Les premiers ont entre autres observé que, dans les principaux titres de presse nationale, 74% du contenu informationnel relatif à Corbyn, soit ne rendait pas du tout compte du point de vue et des idées de Corbyn, soit n’en proposait que des versions déformées (« distorted ») [8]. La seconde enquête, qui s’est davantage intéressée à la télévision, fait notamment apparaître la chose suivante :
Le temps d’antenne accordé aux critiques de Corbyn était deux fois supérieur à celui accordé à ses soutiens ; un appui largement disproportionné donné aux questions soulevées par les critiques de Corbyn dans les bulletins d’information de début de journée de la BBC et de ITV, disproportion particulièrement manifeste dans l’énoncé des titres. L’observation a également relevé une tendance prononcée chez les présentateurs des journaux du soir de la BBC à avoir recours à des termes péjoratifs dans leurs descriptions de Jeremy Corbyn et de ses soutiens [9].

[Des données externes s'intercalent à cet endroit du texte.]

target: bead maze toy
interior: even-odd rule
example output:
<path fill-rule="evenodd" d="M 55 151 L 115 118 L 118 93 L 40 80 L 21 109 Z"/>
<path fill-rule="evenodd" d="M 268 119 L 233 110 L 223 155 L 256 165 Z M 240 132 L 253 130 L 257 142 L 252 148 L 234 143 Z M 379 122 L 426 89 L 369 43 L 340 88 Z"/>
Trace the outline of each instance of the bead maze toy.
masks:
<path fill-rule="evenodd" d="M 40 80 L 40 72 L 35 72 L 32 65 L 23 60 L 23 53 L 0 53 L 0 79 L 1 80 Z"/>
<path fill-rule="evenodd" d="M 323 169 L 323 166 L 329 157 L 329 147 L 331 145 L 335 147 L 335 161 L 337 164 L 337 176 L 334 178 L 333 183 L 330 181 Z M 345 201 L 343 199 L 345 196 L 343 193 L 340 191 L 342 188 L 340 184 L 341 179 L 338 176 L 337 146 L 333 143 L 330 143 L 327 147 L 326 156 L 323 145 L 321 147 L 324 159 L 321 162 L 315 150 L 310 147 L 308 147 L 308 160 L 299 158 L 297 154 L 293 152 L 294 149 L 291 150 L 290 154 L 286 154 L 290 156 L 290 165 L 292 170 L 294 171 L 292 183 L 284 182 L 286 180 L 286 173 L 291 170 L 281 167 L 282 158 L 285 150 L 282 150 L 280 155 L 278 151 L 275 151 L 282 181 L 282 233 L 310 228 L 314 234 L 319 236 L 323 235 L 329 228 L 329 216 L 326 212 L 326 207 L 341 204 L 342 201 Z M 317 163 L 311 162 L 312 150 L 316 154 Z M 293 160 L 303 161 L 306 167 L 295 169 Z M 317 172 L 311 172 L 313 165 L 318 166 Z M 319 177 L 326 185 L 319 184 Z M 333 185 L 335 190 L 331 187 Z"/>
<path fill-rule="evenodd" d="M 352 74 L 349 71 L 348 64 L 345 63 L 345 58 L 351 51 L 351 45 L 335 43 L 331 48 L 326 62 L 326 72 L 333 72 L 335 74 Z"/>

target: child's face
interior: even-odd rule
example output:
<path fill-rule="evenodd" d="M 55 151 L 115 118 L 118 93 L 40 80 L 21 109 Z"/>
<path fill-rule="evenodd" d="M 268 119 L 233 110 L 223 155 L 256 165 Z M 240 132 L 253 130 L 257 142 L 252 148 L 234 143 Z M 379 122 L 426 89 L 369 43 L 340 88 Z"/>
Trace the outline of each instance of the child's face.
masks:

Cette campagne médiatique a conduit jusqu’à l’ex-président du BBC Trust, Michael Lyons, à estimer que des « attaques assez extraordinaires avaient été lancées contre le dirigeant élu du parti travailliste. Assez extraordinaires, je dois le dire. Je peux comprendre que l’on s’inquiète de ce que certains des principaux responsables éditoriaux pourraient avoir perdu leur impartialité dans cette affaire. Je ne fais que reprendre des inquiétudes déjà exprimées par d’autres » [10]. (...)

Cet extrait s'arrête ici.